Ce couple d'éléphants, arrivé de Hollande par la voie des eaux, a fait les belles heures de la Ménagerie en 1798. Soucieux de distraire leur mélancolie, on organisa pour eux un grand concert où le public vit les deux géants balancer leurs trompes sur des airs de "ça ira".


En janvier 1795, les armées de la Convention entrent en Hollande et renversent le régime de Guillaume V d'Orange. Après l'inventaire de la Ménagerie du Stathouder, deux éléphants d’Inde, le mâle Hanz et la femelle Parkies, sont choisis pour venir enrichir la Ménagerie du Muséum. L'entreprise est colossale et prendra trois ans de préparation. Bernard Louzardy, ancien forain devenu soigneur au Jardin des Plantes et Lasseigne, un menuisier de l’Arsenal, sont envoyés sur place pour fabriquer les cages et le charriot nécessaires au transport des deux éléphants. Le convoi prend la route en 1797. Après plusieurs mois de navigation le long de l’Yssel, puis des canaux qui relient Rotterdam à Cambrai, Hanz et Parkies débarquent au port des Invalides en mars 1798.
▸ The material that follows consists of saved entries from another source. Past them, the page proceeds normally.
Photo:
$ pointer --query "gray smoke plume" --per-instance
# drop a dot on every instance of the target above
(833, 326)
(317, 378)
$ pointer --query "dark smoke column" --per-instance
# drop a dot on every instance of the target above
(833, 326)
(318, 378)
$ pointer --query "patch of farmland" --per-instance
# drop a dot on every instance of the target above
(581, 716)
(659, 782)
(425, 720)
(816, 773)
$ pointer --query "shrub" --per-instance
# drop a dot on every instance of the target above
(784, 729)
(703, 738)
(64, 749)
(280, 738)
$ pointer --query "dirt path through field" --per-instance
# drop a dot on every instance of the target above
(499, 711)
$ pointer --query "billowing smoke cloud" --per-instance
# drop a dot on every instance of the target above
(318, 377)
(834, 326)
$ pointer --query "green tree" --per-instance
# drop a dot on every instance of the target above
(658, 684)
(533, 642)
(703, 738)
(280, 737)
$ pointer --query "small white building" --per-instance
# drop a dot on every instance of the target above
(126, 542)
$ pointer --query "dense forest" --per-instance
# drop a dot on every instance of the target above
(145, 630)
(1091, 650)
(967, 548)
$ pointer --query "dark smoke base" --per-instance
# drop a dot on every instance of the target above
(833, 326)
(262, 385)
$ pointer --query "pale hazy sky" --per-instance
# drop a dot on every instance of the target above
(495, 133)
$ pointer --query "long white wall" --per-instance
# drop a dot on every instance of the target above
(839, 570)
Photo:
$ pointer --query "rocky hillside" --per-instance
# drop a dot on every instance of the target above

Leur arrivée fit sensation et un grand concert fut donné par l’orchestre du Conservatoire pour chasser leur « mélancolie ». Dans le livre qu'il consacre au couple d'éléphants en 1803, le naturaliste Jean-Pierre-Louis-Laurent Houel note que la musique produit une vive impression sur Parkies qui commence à échanger des caresses et des invitations sexuelles avec son partenaire. Une attitude qui étonne le scientifique, habitué semble-t-il à des moeurs plus chastes : « L'Eléphant, dans l'état de domesticité, se refuse aux jouissances de l'amour », nous assure Houel, « bien qu'il en ressente les plus vives atteintes ». S'ensuit un passage plein de pudeur sur la discrétion naturelle de l'éléphant qui, « Dans l'état de liberté, (...) se dérobe aux regards même de ses semblables, puis avec la compagne dont il a fait choix, cherche les solitudes les plus profondes, et ne cède à ses propres désirs et au vœu de la nature, que lorsqu'il s'est entouré de l'ombre et du silence des bois ».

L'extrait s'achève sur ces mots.